Not only China, but also Europe, the United States, Brazil, India and other places have experienced a series of rare heat waves, abnormal rainfall and other extreme weather.
In recent years, extreme weather events have occurred more frequently, and the impact of global warming cannot be ignored. According to NCC, the heavy rainfall in southern China is caused by the increasing instability of the atmospheric circulation system due to global warming and the ongoing La Nina event.
The latest forecast from the World Meteorological Organization (WMO), issued on June 10, gives a 50 to 60 percent chance of La Nina persisting until July or September. The U.S. National Oceanic and Atmospheric Administration’s Climate Prediction Centre has forecast a 51 percent chance of La Niña in early 2023.
The occurrence of two consecutive La Nina winters in the Northern Hemisphere is common, but having three in a row is relatively rare. It would only be the third “triple-dip La Nina” (three consecutive northern hemisphere winters of La Nina conditions) since 1950, according to WMO.
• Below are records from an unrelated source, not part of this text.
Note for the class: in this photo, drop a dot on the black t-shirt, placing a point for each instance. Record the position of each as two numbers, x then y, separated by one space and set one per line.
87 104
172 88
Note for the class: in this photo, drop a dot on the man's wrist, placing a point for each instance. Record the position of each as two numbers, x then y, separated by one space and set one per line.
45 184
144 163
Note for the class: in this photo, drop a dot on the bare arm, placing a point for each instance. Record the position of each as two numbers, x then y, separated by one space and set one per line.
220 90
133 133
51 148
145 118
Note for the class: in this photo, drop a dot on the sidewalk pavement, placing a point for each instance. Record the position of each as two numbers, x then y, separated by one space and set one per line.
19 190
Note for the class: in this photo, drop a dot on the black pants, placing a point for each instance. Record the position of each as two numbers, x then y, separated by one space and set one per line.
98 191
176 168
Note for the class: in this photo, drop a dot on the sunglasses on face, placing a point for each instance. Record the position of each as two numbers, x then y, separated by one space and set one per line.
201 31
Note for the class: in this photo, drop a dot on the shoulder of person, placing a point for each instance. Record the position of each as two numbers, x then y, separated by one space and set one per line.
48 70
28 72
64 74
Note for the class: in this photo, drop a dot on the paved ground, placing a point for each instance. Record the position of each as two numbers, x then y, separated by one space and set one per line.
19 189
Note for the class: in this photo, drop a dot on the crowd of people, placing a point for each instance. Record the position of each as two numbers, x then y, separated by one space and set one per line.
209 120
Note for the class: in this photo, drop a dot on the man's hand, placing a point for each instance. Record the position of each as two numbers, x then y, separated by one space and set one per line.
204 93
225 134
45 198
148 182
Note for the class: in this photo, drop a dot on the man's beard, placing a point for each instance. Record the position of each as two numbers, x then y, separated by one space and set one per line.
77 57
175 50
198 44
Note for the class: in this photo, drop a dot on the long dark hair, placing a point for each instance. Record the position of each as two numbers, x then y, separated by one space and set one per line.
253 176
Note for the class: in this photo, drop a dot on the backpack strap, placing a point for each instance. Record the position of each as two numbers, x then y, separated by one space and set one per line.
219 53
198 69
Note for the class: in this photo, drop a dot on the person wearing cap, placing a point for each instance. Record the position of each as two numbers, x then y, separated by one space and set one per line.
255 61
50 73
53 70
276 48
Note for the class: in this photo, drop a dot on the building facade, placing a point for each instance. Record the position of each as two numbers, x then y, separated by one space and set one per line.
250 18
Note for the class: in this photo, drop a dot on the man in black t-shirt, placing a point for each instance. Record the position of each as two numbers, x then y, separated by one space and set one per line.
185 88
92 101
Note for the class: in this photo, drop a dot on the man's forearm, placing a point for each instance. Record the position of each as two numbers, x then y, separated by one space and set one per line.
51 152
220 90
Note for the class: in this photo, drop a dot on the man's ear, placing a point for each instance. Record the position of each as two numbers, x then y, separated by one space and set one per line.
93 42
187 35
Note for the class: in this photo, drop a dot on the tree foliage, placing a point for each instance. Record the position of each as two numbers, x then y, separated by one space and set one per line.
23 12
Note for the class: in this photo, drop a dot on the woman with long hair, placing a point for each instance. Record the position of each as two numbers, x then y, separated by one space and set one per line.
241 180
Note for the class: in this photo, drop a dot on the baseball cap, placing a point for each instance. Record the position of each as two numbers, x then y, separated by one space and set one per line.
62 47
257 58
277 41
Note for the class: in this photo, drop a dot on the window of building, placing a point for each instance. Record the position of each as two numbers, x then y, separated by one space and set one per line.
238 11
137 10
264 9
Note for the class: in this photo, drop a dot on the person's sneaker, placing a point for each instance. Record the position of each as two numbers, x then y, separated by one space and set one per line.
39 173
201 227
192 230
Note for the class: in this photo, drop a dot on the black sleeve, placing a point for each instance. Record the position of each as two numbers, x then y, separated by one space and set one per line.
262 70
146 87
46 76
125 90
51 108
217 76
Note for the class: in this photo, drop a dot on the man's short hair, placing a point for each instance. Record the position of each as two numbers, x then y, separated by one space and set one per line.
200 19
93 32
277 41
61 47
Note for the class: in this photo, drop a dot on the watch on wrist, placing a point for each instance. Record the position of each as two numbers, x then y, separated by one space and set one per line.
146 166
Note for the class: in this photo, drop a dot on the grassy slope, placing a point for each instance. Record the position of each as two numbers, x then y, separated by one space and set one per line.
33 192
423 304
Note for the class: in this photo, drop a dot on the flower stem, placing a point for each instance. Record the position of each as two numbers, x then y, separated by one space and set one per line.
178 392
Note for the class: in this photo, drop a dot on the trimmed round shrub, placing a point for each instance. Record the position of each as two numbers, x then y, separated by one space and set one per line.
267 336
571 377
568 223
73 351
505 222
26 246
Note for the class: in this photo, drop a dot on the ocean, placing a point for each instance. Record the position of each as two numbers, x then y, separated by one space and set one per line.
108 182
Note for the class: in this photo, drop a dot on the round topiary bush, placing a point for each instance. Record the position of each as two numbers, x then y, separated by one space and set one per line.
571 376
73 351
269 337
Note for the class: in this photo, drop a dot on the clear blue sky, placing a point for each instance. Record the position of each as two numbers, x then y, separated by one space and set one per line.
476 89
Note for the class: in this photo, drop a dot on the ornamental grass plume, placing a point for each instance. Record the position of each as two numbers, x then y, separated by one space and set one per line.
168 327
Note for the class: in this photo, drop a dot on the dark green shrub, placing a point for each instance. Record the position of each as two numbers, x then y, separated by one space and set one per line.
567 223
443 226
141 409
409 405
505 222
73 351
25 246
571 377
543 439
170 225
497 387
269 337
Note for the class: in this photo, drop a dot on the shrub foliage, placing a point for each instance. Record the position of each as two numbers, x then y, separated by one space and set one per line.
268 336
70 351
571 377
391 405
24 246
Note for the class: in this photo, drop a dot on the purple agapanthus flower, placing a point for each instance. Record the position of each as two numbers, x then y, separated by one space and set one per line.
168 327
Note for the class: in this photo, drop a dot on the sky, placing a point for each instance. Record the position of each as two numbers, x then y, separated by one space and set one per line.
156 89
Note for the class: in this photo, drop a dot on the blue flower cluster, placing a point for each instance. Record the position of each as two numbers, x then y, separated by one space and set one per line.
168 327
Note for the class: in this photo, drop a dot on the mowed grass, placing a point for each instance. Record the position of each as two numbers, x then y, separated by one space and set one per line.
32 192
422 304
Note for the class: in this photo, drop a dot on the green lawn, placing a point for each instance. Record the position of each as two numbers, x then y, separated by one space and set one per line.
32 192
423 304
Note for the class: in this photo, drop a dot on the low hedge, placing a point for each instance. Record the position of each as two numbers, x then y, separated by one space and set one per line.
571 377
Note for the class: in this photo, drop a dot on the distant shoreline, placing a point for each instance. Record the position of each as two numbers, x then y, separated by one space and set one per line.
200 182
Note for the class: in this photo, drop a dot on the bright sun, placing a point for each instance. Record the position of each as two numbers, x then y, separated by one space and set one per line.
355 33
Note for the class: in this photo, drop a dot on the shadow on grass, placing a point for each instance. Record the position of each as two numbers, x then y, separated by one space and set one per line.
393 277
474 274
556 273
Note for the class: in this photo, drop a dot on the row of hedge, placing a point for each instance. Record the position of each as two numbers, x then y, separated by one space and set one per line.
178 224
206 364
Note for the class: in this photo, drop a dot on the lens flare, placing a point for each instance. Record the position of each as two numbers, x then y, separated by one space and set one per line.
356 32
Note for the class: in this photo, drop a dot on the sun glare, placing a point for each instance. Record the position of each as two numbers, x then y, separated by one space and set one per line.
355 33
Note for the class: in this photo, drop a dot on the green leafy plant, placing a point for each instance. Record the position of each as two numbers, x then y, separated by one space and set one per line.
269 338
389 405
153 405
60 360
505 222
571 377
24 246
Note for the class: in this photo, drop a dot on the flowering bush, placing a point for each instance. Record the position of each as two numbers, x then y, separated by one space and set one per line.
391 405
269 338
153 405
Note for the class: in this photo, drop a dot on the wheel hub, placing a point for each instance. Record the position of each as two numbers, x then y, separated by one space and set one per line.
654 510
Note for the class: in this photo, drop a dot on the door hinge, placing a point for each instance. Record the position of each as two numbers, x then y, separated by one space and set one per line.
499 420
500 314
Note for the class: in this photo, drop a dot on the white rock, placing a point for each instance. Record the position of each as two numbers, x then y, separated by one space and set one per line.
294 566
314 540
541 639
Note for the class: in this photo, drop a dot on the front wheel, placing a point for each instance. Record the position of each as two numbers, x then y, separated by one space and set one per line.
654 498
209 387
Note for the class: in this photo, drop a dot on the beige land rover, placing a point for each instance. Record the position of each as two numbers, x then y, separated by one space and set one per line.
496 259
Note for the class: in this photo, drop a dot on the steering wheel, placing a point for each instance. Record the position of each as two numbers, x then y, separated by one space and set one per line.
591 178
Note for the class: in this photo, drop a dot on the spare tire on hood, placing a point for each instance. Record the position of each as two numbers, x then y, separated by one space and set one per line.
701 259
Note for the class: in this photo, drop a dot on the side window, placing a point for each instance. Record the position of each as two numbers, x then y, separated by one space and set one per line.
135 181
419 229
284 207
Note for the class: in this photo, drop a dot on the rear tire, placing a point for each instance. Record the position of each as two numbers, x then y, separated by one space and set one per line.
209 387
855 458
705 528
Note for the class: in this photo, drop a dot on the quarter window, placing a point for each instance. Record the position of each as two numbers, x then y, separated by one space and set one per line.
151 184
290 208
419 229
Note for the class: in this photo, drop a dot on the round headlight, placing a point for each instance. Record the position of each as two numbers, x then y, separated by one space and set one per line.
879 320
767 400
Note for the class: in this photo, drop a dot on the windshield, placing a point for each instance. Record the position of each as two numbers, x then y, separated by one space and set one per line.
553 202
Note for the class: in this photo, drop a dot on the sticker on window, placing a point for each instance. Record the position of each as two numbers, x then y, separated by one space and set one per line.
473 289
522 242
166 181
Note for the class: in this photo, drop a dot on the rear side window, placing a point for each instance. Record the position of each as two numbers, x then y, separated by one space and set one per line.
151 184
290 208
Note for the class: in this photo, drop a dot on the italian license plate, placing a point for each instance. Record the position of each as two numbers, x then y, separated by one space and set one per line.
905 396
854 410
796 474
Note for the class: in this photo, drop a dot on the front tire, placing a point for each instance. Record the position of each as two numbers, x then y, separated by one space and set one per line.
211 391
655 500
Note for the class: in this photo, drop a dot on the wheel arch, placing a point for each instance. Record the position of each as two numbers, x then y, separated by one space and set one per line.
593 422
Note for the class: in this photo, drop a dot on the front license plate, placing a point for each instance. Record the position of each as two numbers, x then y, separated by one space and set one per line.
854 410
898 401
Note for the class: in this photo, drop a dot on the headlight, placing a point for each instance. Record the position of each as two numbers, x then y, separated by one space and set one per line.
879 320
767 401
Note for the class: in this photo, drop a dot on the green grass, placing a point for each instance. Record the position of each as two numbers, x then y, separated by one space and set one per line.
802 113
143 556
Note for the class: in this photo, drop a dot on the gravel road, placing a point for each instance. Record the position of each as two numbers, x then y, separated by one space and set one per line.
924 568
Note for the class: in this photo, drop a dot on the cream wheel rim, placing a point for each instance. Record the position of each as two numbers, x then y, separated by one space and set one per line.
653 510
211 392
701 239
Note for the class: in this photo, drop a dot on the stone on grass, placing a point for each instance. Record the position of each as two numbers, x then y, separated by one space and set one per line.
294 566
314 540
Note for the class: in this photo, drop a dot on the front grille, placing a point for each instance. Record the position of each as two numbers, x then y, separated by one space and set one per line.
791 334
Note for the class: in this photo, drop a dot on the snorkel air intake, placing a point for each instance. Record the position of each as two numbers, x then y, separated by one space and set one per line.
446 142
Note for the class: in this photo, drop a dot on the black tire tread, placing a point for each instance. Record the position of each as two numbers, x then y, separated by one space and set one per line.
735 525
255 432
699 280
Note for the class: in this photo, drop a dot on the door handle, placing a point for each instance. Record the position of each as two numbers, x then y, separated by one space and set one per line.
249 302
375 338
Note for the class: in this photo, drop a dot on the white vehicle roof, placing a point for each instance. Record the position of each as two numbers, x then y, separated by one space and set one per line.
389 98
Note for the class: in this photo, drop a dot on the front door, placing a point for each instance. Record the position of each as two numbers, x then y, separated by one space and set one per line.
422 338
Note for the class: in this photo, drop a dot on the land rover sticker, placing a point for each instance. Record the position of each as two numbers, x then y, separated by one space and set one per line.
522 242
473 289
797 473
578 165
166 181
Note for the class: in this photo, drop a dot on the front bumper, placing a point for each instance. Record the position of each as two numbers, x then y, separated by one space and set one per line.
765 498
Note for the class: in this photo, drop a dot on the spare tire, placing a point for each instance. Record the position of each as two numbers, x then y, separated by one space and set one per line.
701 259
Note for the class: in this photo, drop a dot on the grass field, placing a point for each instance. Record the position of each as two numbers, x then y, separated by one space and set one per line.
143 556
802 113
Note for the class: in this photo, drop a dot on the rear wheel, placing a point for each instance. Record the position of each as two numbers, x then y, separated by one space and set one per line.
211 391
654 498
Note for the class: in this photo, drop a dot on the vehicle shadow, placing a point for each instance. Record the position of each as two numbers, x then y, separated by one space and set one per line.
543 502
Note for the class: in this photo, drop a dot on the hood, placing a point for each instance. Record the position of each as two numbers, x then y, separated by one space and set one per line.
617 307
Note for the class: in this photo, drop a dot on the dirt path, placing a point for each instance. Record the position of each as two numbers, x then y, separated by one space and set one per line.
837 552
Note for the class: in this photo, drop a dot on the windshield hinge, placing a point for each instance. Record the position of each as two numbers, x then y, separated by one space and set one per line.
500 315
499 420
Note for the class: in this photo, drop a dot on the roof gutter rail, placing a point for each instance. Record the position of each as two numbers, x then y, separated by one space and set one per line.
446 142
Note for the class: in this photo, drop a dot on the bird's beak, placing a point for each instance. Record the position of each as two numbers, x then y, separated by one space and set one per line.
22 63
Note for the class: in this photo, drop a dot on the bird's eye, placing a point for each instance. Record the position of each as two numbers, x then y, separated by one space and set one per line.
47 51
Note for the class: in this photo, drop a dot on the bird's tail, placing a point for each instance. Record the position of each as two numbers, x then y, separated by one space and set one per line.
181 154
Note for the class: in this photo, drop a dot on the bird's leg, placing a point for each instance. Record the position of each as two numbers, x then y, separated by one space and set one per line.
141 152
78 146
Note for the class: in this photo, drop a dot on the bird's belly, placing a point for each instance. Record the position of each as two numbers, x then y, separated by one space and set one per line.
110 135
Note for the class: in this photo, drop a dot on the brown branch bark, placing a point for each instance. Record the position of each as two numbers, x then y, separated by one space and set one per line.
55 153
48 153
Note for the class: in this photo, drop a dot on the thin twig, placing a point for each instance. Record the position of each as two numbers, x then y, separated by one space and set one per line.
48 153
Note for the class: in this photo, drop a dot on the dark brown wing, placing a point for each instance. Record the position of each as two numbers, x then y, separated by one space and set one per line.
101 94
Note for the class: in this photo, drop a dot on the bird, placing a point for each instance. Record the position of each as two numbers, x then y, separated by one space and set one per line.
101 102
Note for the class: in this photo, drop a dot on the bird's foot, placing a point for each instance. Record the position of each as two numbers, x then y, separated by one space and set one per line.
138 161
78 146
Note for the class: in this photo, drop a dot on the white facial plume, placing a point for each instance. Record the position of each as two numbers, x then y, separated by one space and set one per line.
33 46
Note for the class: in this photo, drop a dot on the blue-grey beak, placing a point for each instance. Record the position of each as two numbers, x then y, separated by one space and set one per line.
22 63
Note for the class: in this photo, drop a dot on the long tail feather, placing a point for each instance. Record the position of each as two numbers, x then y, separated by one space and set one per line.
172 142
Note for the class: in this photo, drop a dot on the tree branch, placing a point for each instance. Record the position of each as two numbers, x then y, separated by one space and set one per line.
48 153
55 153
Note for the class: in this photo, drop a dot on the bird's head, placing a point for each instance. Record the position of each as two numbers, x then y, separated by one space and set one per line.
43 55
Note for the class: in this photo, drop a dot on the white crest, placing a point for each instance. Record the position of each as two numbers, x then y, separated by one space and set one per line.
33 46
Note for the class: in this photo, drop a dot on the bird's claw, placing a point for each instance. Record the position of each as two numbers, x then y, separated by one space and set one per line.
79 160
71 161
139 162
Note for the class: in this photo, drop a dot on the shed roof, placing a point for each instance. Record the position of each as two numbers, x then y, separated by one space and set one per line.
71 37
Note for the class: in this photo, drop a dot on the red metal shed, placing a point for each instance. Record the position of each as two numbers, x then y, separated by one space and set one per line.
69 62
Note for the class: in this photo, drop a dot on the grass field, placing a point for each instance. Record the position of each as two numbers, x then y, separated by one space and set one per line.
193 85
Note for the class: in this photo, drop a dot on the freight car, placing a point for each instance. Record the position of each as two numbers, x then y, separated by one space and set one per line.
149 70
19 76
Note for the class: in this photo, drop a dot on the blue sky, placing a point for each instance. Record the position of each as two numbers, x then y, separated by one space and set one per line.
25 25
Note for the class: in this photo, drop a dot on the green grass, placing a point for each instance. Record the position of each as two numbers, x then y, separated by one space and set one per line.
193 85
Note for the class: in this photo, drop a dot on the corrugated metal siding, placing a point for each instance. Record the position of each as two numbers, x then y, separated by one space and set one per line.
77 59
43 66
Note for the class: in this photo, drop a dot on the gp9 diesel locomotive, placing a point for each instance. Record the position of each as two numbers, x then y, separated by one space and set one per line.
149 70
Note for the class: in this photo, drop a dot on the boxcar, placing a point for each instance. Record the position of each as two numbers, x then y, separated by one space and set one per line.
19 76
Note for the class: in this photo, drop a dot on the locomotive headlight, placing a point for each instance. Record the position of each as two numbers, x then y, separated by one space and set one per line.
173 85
The current La Nina event started in September 2020 and continued through mid-May 2022 across the tropical Pacific, and it has strengthened since March 2022.
La Nina refers to the large-scale cooling of the ocean surface temperatures in the central and eastern equatorial Pacific ocean, coupled with changes in the tropical atmospheric circulation, namely winds, pressure and rainfall. According to Nature magazine, more La Nina events would increase the chance of flooding in southeast Asia, boost the risk of droughts and wildfires in the southwestern United States, and create a different pattern of hurricanes, cyclones and monsoons across the Pacific and Atlantic oceans, as well as give rise to other regional changes.
So far, the impact of La Nina events on the weather in China is more obvious. “The subtropical high in China tends to be northward, which indicates that in the coming months, the rainy season in the northern China may be earlier, and the typhoon activity in the south may be relatively more,” said Hu Xiao, Chief meteorological analyst of Weather China, the China Meteorological Administration's online weather service.
In the background of La Nina events, the overall rainfall characteristics of China during the flood season this year are likely to be more rains in the northern China and South China, less rain in the regions from the Yangtze to Huaihe rivers, and in the regions south of the Yangtze River, he added.